The New York Times has selected 5 events and trends that could affect the sharp weakening of major cryptocurrents.
Insufficient regulation of infrastructure and heat exchangers
Most of the crypt trade is out USA in the absence of regulatory oversight. This gives investors more freedom, but it carries risks.
Where the authorities came to control the cipher market, the situation is not developing as well.
Securities and Exchange Commission (SEC) has begun to pay fines to companies that have violated the rules governing the management of securities during the year Ico – Primary chips release. In November SEC granted two such companies a fine of $ 250,000 and forced them to recognize the tokens as securities with all subsequent obligations.
Cryptocurrencies are driven by developers – it's not always good
In Rivet Pay attention to the series of hard forks – split the blocks of the main cryptocurrences. So, first from Bitcoin, due to intra-community mismatches, Bitcoin Cash was separated last year.
Frequent hard forks questioned one of the key features of kryptocurrency – their constraints.
Cryptocurrencies had to solve real problems. It did not happen
It was believed that Bitcoin would facilitate immediate cross-border money transfers. Ethereum was to connect millions of computers from all over the world. So hundreds of other tokens were created with good intentions. However, technical constraints slow down daily use of cryptocurrents – and constraints are too slow.

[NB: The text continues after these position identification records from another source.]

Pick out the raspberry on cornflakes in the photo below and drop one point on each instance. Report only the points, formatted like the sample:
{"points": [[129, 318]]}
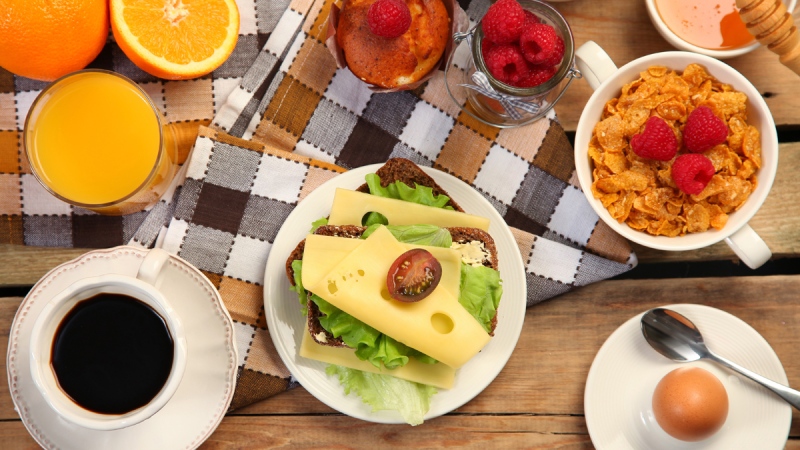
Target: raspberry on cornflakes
{"points": [[640, 191]]}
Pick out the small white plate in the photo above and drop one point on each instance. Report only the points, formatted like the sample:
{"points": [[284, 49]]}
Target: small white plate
{"points": [[625, 372], [206, 388], [286, 324]]}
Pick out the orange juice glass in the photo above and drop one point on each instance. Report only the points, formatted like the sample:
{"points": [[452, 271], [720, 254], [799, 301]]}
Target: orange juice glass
{"points": [[95, 140]]}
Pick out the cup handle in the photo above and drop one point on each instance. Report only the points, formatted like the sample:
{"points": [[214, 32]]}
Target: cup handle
{"points": [[594, 63], [749, 247], [152, 265]]}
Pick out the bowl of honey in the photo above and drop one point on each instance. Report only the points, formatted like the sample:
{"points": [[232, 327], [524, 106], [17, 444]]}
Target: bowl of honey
{"points": [[708, 27]]}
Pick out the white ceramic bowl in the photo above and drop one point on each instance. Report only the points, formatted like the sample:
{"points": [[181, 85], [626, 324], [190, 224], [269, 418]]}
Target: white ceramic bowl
{"points": [[601, 73], [681, 44]]}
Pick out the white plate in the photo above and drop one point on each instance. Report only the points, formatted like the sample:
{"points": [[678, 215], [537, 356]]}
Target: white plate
{"points": [[206, 388], [286, 323], [625, 372]]}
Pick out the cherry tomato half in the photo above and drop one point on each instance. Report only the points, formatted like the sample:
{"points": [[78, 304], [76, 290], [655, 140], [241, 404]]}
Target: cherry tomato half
{"points": [[413, 276]]}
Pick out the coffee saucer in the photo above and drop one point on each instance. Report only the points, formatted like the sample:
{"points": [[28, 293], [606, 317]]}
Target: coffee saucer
{"points": [[207, 386]]}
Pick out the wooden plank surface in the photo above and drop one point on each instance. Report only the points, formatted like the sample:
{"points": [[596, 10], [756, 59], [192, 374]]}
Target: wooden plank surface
{"points": [[537, 400], [624, 31], [778, 223]]}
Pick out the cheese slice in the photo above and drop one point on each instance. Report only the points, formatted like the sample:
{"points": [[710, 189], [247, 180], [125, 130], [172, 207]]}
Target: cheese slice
{"points": [[349, 207], [323, 253], [437, 325], [438, 375]]}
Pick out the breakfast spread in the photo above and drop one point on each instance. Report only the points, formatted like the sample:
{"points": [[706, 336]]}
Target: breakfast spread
{"points": [[408, 290], [705, 23], [773, 26], [674, 154], [392, 43], [518, 48], [690, 404]]}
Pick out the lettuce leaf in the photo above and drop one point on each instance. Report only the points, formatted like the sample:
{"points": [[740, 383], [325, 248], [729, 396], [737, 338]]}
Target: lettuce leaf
{"points": [[401, 191], [318, 223], [385, 392], [369, 344], [297, 269], [416, 234], [480, 292]]}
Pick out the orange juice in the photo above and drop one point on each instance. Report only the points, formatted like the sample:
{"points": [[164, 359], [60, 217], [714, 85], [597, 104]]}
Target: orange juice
{"points": [[711, 24], [95, 140]]}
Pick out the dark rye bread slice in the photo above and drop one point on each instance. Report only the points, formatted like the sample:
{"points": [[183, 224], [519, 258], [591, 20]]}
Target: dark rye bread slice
{"points": [[459, 234], [401, 169]]}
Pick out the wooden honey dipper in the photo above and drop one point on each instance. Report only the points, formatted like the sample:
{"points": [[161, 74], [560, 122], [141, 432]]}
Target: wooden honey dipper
{"points": [[770, 23]]}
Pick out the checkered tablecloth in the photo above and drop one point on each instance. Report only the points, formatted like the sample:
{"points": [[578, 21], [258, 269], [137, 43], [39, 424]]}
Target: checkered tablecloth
{"points": [[276, 121]]}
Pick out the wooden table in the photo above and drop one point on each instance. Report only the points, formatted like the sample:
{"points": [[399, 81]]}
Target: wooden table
{"points": [[537, 400]]}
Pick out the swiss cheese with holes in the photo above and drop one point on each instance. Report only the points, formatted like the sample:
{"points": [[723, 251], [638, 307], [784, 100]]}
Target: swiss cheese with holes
{"points": [[349, 207], [437, 325], [438, 375]]}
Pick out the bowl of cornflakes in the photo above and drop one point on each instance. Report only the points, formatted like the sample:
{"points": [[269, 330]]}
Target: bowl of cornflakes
{"points": [[675, 151]]}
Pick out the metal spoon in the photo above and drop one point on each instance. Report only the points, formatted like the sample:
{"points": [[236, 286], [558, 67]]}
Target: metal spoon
{"points": [[677, 338]]}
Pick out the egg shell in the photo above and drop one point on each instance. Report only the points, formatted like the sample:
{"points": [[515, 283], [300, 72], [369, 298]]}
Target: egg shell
{"points": [[690, 404]]}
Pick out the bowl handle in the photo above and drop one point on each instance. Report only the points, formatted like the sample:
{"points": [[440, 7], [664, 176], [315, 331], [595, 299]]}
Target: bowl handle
{"points": [[594, 63], [749, 247]]}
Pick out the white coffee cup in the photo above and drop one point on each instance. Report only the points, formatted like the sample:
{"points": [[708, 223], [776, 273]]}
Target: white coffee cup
{"points": [[141, 288], [607, 80]]}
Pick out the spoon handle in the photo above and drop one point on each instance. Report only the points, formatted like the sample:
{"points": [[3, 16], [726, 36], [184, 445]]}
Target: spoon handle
{"points": [[790, 395]]}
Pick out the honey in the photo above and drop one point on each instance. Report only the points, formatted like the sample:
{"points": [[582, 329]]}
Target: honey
{"points": [[710, 24]]}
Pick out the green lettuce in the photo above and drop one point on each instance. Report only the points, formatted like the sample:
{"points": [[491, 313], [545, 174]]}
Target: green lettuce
{"points": [[318, 223], [297, 270], [430, 235], [385, 392], [401, 191], [480, 292]]}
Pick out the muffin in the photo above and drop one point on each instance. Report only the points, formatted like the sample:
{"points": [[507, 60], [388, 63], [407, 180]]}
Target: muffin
{"points": [[391, 62]]}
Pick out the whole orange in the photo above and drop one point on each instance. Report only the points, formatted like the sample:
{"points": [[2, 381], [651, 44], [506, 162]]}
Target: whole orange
{"points": [[45, 39]]}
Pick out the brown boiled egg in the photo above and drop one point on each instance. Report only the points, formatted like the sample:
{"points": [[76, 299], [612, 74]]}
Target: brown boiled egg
{"points": [[690, 404]]}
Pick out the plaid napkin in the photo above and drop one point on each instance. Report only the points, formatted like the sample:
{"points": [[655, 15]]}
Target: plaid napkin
{"points": [[293, 121]]}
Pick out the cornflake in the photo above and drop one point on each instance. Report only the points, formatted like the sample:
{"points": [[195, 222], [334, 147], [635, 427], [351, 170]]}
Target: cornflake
{"points": [[639, 191]]}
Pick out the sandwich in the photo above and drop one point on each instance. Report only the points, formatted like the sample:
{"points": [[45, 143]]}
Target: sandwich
{"points": [[416, 332]]}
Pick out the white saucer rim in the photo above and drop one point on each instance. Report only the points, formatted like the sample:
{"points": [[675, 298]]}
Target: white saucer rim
{"points": [[15, 346], [684, 308]]}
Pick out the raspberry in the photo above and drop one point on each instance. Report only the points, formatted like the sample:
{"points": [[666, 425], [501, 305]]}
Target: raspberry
{"points": [[692, 172], [657, 141], [541, 45], [530, 19], [388, 18], [536, 76], [506, 63], [503, 22], [704, 130], [486, 45]]}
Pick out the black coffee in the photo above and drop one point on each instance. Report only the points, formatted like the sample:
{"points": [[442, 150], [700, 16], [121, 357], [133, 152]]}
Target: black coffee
{"points": [[112, 353]]}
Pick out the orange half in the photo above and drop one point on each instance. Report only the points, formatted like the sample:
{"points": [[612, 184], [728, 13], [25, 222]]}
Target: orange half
{"points": [[176, 39]]}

Governments can do cryptocurrency – and better cope with their regulation
Chief Executive Officer Mfv In November, Christine Lagarde read a speech on why central banks should seek to issue their own electronic money. They are able to facilitate existing payment systems.
At the same time, the public administration will reduce the level of mistrust of this money. These statements could significantly increase interest in existing non-state chips.